Through the historical contextualization of these texts, and by

reading them contrapuntally, Said tries to find out their social meaning

in an imperialist age. He succeeds in uncovering the political purposes

of Orientalist representational strategies in novels by demonstrating

how imperialism always required culture to assist its political work. For

him, literature itself makes constant references to itself as

participating in Europe’s overseas expansion. It is to demonstrate this

that Said takes up the analysis of the novel, “a cultural artifact of

bourgeois society” (Imperialism 84), and unravels the structures of

imperialism and thereby revealing the imperial complicities of these

works. Said’s concern with the question of subject formation in

‘overlapping territories and intertwined histories,’ and his explorations

100

of the colonial complicities of canonical narratives in Imperialism

makes it almost a sequel to Orientalism.
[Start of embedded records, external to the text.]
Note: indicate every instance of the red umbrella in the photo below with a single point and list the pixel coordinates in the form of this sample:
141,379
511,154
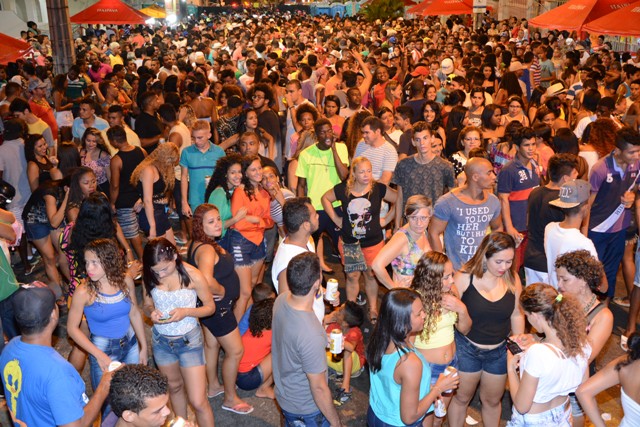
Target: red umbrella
622,22
109,12
12,49
572,15
420,6
448,7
Said makes his plan very

clear:

My method is to focus as much as possible on individual

works, to read them first as great products of the creative

or interpretative imagination, and then to show them as

part of the relationship between culture and empire. I do

not believe that authors are mechanically determined by

ideology, class or economic history, but authors are, I also

believe, very much in the history of their societies, shaping

and shaped by that history and their social experience in

different measure (xxiv).

Said’s work asserts the indispensable role of culture as the vital

enabling counterpoint to institutional practices. The bureaucratic

exercise of power together with the deployment military force always

helped the aims of territorial expansion. Said demonstrates through

his work how this process is sustained by the ideological invasion of

the cultural space.

Imperialism always sees to it that, there was literally no

disagreement about the ontological distinction between the West and

the rest of the world. Since the geographical and cultural boundaries

between these two were strongly perceived, the boundaries between

them were also deemed to be absolute. With the emergence of the

discipline of ethnography, the codification of difference between the

101

civilized and the natives was easily established. The evolutionary

schemes of ethnography defined the subject races as inferior and

primitive, and the dominant races as superior and civilized. According

to Said, it is the power of imperialism that helps to make the great

convergence between the geographical scope of the empires and their

totalizing cultural discourses. This convergence helps “to learn about

other people, to codify and disseminate knowledge, to characterize, to

transport, install, and display instances of other cultures…, and above

all to rule them” (Imperialism 130). Thus, reflections on culture and

identity in the modern world need to interrogate the knowledge-power

nexus and the role of Eurocentrism in the construction of knowledge

about colonial subjects and identities.

Said praises Gauri Viswanathan’s work, Masks of Conquest:

Literary Studies and British Rule in India, in this context, for

uncovering the ideology of the British educational system. The

imperialists permeated and transmitted ideas about unequal races and

cultures in the Indian classrooms, which in Charles Trevelyan’s words

was “to awaken the colonial subjects to a memory of their innate

character” (qtd. in Imperialism 131). Said relates this notion of

ideology with Antonio Gramsci’s notion of hegemony. He argues that

the “ideological vision [is] implemented and sustained not only by

direct domination and physical force but much more effectively over a

long time by persuasive means, the quotidian processes of hegemony”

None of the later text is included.